I wanted to work in cell biology, but the 2D models were not able to do what I wanted. So, after I completed my PhD, I spent a couple of years in France, but took a leap and went to EMBL in Germany to learn more about engineering, enabling me to build and establish new systems.
There, I developed micropatterning techniques in 2D to dissect cells, and then I moved on to 3D and worked on light sheet microscopy to image large tissues and organisms. However, I was still lacking the tissue model, so at UCD I partnered with Prof Brian Rodriguez of the UCD School of Physics and we built a 3D bioprinter that could do what we wanted.
We have now developed Naiad, a 3D bioprinter prototype, with the support of UCD’s technology transfer team at NovaUCD and it is currently subject to a patent application.
In your opinion, why is your research important?
Currently, 95pc of promising drugs do not make it to market, costing an astonishing $5bn per drug, making it extremely inefficient. We need to make better drug screening systems; that requires better tissue models, which our 3D bioprinter can provide, in order to develop drugs and to sort them faster and better. We need to be predictive, not just guessing.
What commercial applications do you foresee for your research?
We believe our unique Naiad 3D bioprinter technology – which uses a fluid phase to modify at any given time any physical, chemical or biological parameters – will enable researchers to create real, complex physiological conditions to print predictive tissue models.

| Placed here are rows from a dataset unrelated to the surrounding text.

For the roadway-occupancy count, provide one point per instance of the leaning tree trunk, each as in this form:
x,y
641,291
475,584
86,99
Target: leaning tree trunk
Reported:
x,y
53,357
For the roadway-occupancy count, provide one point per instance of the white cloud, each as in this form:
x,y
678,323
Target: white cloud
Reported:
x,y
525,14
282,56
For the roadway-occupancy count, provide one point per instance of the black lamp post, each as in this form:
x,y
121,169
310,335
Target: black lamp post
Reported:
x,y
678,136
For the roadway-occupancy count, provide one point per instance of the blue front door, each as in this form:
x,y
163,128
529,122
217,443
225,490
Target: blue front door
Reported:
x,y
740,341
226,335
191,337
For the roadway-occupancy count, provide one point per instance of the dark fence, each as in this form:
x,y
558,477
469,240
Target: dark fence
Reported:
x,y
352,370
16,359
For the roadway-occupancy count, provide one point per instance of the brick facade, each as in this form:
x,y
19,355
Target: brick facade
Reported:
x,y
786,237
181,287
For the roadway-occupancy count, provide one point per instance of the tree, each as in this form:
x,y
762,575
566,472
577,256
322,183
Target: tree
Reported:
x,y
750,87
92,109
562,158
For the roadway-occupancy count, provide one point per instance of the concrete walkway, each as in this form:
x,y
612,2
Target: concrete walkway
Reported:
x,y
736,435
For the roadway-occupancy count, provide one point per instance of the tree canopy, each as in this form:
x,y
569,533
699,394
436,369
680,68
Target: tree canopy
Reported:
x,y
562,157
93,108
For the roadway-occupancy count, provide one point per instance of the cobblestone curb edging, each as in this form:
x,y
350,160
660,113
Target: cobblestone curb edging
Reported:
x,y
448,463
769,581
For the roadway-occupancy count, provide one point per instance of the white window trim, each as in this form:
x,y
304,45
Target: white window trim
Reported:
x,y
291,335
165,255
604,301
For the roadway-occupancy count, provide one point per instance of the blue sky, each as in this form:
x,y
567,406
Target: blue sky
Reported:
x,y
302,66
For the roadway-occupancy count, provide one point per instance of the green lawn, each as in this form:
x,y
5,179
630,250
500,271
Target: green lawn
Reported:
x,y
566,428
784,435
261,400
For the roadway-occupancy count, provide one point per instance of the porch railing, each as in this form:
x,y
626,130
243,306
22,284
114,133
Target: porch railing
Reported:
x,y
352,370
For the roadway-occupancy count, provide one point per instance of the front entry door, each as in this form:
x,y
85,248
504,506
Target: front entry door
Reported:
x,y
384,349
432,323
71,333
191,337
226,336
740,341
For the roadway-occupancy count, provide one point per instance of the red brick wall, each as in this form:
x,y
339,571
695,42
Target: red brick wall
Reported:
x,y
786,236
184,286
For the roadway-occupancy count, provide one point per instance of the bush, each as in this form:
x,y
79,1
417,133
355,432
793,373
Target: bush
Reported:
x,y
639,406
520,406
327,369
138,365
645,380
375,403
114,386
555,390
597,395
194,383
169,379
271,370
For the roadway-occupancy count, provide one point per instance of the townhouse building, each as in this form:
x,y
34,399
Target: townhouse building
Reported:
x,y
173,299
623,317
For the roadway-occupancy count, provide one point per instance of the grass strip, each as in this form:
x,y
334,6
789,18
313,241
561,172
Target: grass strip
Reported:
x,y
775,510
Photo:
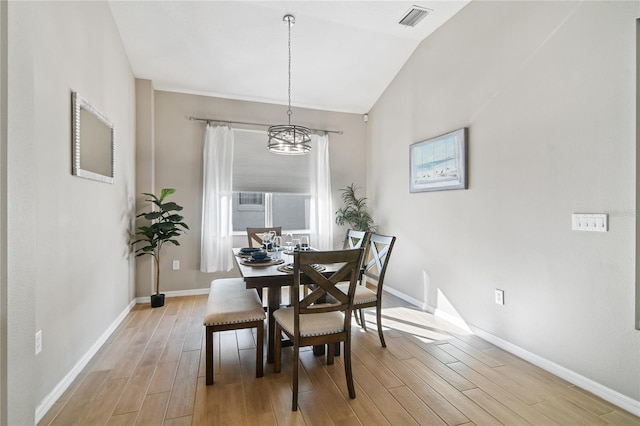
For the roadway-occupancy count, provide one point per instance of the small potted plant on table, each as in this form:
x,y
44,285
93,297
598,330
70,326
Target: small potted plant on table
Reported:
x,y
164,227
354,213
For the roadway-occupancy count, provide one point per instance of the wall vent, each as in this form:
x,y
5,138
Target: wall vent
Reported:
x,y
414,16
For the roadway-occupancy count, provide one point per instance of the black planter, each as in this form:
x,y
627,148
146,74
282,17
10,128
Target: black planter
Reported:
x,y
157,300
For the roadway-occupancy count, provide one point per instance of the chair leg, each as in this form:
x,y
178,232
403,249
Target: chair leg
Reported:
x,y
330,354
347,367
294,404
209,354
259,349
277,349
363,324
379,321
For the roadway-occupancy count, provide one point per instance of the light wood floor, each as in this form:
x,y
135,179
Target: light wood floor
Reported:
x,y
151,371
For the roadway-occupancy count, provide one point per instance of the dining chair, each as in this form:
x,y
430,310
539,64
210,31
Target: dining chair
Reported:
x,y
312,320
376,261
355,239
254,235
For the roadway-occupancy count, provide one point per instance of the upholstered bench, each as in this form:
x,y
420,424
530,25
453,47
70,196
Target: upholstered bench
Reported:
x,y
232,306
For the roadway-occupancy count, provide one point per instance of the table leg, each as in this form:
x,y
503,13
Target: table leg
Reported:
x,y
274,295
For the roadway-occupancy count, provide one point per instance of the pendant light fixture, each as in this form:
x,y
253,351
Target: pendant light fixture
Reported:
x,y
289,139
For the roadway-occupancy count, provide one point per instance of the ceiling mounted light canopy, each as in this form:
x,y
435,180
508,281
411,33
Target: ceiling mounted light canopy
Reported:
x,y
289,139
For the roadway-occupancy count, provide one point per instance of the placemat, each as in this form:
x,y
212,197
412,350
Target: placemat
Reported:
x,y
248,262
288,268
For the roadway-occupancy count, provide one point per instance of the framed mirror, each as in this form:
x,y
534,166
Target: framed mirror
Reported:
x,y
93,142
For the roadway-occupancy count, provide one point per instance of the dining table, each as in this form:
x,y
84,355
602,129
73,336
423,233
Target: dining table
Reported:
x,y
272,275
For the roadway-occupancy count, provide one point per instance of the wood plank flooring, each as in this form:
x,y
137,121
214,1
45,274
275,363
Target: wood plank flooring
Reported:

This will give them the power to question tissue biology in health and in diseases to provide better tests and better cures. Maybe one day Naiad 3D bioprinters can be used daily for surgical healing purposes.
What are some of the biggest challenges you face as a researcher in your field?
People often stay in a status quo situation and just wait for the next technology, rather than explore and invent a new and improved technology. And so, they work with inferior or outdated models or half-cooked recipes, providing pharma and the wider world with poor results – and they think that is just the way it is!
Are there any common misconceptions about this area of research?
Yes – unfortunately, people think that we are so smart that we know how to make a tissue by squirting cells and hydrogels together, but we don’t. You cannot print a tissue if you do not know what the tissue – which contains thousands of components – looks like.
What are some of the areas of research you’d like to see tackled in the years ahead?
Tissue printing and training to improve grafting and organ transplants, along with well-targeted drugs without side effects.